В книге рассказывается история главного героя, который сталкивается с различными проблемами и препятствиями на протяжении всего своего путешествия. По пути он встречает множество второстепенных персонажей, которые играют важные роли в истории. Благодаря опыту главного героя книга исследует такие темы, как любовь, потеря, надежда и стойкость. По мере того, как главный герой преодолевает свои трудности, он усваивает ценные уроки жизни и растет как личность.
Роман «Америkа (reload game)» сам я, пожалуй, обозвал бы «альтернативной историей» («Что было бы, если…»), густо замешанной на «стим-панке» (эпоха «пара и электричества», романтизированная и мифологизированная до градуса Средневековья в фэнтэзи) и разлитой по детским формочкам новелизации компьютерных игр (любителям переигрывать «неудачные развилки» в стратегиях Сида Мейера, вроде меня самого – должно понравиться…)Давайте обратимся к самой, пожалуй, затоптанной (чтоб не сказать – заплеванной) нашими фантастами «альтернативной развилке» отечественной истории: состоявшаяся таки Русская Америка.
«Имя Борнса досел? было неизв?стно въ нашей Литтератур?. Г. Козловъ первый знакомитъ Русскую публику съ симъ зам?чательнымъ поэтомъ. Прежде нежели скажемъ свое мн?ніе о семъ новомъ перевод? нашего П?вца, постараемся познакомить читателей нашихъ съ сельскимъ Поэтомъ Шотландіи, однимъ изъ т?хъ феноменовъ, которыхъ явленіе можно уподобишь молніи на вершинахъ пустынныхъ горъ…».

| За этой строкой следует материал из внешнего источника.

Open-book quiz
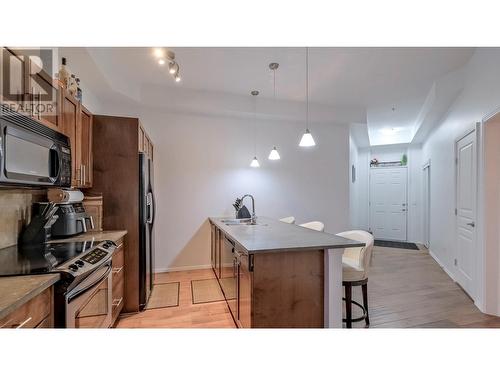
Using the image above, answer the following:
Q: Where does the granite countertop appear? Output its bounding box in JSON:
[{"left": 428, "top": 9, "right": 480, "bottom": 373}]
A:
[
  {"left": 209, "top": 217, "right": 364, "bottom": 254},
  {"left": 0, "top": 273, "right": 59, "bottom": 319},
  {"left": 49, "top": 230, "right": 127, "bottom": 243}
]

В книге рассказывается история главного героя, который сталкивается с различными проблемами и препятствиями на протяжении всего своего путешествия. По пути он встречает множество второстепенных персонажей, которые играют важные роли в истории. Благодаря опыту главного героя книга исследует такие темы, как любовь, потеря, надежда и стойкость. По мере того, как главный герой преодолевает свои трудности, он усваивает ценные уроки жизни и растет как личность.
«Маленький норвежский городок. 3000 жителей. Разговаривают все о коммерции. Везде щелкают счеты – кроме тех мест, где нечего считать и не о чем разговаривать; зато там также нечего есть. Иногда, пожалуй, читают Библию. Остальные занятия считаются неприличными; да вряд ли там кто и знает, что у людей бывают другие занятия…».
«В Народном Доме, ставшем театром Петербургской Коммуны, за лето не изменилось ничего, сравнительно с прошлым годом. Так же чувствуется, что та разноликая масса публики, среди которой есть, несомненно, не только мелкая буржуазия, но и настоящие пролетарии, считает это место своим и привыкла наводнять просторное помещение и сад; сцена Народного Дома удовлетворяет вкусам большинства…».
В книге рассказывается история главного героя, который сталкивается с различными проблемами и препятствиями на протяжении всего своего путешествия. По пути он встречает множество второстепенных персонажей, которые играют важные роли в истории. Благодаря опыту главного героя книга исследует такие темы, как любовь, потеря, надежда и стойкость. По мере того, как главный герой преодолевает свои трудности, он усваивает ценные уроки жизни и растет как личность.
В книге рассказывается история главного героя, который сталкивается с различными проблемами и препятствиями на протяжении всего своего путешествия. По пути он встречает множество второстепенных персонажей, которые играют важные роли в истории. Благодаря опыту главного героя книга исследует такие темы, как любовь, потеря, надежда и стойкость. По мере того, как главный герой преодолевает свои трудности, он усваивает ценные уроки жизни и растет как личность.